North Richland Hills started spraying between 8:30 p.m. and 6 a.m. Thursday in its northernmost area. Weather permitting, spraying — by professionals using an EPA-approved pesticide — will continue nightly throughout the weekend until all areas have been covered, said Jimmy Cates, public works operations manager.

“Depending on the effectiveness, we’ll probably come back with another pass through the city,” he said. “We’ll just start over immediately and cover the entire city.”

Other methods

The Dallas County Health and Human Services Department has conducted ground and aerial spraying for West Nile. The last scheduled aerial spraying was to be from 9 p.m. Thursday to 2 a.m. today.

On Wednesday, Denton County Judge Mary Horn declared a public health emergency and requested state and federal aid for aerial spraying. The county has recorded at least 105 human cases and one death.

On Thursday night, the Flower Mound City Council voted unanimously to participate in the Denton County aerial spraying. Eighteen human cases have been reported in Flower Mound, according to a city news release.

Not all cities are spraying to combat mosquitoes.

On Tuesday, the Weatherford City Council approved the purchase of briquettes that can be placed in standing water to control the mosquito population up to 30 days.

People with proof of residency will be able obtain two free briquettes at City Hall or at a fire station.

Keller, Trophy Club and Westlake are treating stagnant water with larvicide. Trophy Club also is offering each household two free larvicide briquettes, which also are available at hardware stores.

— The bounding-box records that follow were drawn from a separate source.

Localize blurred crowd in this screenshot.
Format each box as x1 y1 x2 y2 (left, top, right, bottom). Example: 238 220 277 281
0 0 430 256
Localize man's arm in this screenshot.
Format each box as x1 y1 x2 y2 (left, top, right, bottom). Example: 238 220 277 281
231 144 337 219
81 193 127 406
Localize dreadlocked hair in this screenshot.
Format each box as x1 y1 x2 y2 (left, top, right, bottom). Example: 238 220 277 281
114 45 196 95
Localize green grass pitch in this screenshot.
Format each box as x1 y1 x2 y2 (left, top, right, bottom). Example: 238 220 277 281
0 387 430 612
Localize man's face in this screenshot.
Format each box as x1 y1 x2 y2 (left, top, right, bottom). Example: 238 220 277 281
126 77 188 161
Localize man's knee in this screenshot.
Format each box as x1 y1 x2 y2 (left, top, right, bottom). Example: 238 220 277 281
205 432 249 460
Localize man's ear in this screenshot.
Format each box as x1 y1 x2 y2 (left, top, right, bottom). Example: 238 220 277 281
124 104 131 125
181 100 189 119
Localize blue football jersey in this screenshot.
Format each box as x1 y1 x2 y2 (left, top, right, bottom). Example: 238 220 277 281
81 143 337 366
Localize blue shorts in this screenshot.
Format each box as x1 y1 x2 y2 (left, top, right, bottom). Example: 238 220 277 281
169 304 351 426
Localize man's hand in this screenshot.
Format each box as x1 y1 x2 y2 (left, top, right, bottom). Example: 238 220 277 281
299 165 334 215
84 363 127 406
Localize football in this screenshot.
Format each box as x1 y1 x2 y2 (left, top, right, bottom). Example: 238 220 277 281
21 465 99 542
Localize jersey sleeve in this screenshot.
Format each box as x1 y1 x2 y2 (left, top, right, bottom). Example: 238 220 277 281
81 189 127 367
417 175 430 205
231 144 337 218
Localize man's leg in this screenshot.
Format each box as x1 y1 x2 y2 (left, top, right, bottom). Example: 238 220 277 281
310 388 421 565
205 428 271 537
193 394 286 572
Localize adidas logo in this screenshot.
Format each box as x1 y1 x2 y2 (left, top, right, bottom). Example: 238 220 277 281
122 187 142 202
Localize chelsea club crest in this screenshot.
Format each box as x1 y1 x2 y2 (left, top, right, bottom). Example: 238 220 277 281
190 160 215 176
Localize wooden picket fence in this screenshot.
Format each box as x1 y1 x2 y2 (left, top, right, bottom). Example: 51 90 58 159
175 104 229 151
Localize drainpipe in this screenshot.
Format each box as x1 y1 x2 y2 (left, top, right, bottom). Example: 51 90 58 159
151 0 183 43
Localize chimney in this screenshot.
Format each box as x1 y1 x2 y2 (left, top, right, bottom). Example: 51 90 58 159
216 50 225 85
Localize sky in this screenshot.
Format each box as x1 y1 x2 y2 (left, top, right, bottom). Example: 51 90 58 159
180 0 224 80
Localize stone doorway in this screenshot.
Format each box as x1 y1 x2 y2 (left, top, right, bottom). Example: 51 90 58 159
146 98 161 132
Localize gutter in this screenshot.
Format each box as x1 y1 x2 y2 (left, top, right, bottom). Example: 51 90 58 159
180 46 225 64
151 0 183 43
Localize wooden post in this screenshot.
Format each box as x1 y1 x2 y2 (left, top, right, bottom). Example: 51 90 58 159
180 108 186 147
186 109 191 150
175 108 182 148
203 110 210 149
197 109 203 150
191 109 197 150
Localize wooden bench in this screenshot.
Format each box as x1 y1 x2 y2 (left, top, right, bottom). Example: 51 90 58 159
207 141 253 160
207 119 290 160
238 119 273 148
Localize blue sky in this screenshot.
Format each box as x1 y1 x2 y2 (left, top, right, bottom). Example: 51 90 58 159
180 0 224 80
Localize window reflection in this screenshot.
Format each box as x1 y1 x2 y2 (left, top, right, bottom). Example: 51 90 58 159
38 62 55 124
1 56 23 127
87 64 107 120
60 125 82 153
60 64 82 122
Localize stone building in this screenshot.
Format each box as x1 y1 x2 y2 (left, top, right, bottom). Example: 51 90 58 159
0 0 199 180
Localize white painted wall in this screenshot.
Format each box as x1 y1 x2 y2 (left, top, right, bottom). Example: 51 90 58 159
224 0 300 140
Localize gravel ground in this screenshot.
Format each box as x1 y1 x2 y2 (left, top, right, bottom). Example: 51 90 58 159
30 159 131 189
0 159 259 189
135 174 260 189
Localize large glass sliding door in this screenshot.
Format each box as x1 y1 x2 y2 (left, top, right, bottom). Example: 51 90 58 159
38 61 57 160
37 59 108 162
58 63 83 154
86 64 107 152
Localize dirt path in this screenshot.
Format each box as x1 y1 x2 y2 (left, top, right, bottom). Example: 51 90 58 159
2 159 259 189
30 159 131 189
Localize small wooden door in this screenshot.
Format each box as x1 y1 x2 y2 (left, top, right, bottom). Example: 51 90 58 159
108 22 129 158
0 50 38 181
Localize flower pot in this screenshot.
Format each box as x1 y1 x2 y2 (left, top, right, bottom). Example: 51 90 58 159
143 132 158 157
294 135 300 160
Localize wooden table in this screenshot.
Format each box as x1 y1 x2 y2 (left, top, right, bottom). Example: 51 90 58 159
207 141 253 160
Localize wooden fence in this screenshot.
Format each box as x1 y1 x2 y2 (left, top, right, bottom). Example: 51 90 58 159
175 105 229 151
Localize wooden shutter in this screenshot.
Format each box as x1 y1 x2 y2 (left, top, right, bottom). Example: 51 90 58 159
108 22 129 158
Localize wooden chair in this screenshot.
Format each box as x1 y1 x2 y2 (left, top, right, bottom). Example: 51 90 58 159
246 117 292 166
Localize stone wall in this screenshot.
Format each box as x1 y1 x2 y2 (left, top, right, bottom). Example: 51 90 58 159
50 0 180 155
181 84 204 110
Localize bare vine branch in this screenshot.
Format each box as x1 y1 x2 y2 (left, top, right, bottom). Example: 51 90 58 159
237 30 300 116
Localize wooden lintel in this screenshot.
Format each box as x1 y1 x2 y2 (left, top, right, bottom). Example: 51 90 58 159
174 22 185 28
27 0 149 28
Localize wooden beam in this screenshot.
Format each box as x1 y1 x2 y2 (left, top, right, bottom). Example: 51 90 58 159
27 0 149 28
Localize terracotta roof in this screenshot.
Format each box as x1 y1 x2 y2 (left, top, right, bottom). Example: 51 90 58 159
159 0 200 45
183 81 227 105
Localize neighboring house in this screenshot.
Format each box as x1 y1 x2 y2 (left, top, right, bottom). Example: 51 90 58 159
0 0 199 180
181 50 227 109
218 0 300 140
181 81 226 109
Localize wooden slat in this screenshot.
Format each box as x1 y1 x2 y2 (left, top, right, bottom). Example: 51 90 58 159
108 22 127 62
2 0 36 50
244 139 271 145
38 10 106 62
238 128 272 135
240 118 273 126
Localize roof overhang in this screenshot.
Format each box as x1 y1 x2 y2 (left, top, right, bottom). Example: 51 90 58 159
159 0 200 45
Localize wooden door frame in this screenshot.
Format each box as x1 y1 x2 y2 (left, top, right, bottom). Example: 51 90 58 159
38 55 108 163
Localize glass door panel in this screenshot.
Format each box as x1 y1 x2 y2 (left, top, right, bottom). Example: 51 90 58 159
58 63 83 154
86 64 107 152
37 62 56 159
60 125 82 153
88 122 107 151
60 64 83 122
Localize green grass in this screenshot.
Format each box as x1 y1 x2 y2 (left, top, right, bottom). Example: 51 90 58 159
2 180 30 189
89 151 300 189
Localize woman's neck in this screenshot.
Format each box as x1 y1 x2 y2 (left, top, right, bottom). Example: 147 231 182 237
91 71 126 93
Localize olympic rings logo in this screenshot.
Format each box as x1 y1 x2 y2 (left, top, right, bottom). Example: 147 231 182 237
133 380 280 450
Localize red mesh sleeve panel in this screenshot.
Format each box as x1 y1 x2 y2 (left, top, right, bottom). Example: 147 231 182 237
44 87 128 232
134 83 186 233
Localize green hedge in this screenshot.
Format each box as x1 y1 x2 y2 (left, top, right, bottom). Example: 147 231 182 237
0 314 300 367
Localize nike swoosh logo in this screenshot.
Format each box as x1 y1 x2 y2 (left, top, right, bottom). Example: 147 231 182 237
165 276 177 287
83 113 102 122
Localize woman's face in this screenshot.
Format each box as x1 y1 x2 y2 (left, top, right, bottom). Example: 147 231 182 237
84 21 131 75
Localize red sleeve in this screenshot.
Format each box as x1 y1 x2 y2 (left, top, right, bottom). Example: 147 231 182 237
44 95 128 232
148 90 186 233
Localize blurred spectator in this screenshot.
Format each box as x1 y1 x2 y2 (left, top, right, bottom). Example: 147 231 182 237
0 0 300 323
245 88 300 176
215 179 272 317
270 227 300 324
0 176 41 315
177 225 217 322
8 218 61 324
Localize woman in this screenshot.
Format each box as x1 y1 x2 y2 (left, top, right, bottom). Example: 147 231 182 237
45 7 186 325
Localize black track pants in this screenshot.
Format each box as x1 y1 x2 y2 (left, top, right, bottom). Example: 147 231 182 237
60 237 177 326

Cleburne Mayor Scott Cain said the city has had one confirmed case and is not spraying, but he said it is monitoring the situation. He added that Cleburne is going to foreclosed properties and emptying stagnant water from swimming pools while employees are putting "mosquito dunks" in the water to kill larvae.

Schools preparing

With most area schools set to open on Monday, school district officials have been monitoring the West Nile situation closely and have been searching their campuses for places where there is standing water where mosquitoes can breed.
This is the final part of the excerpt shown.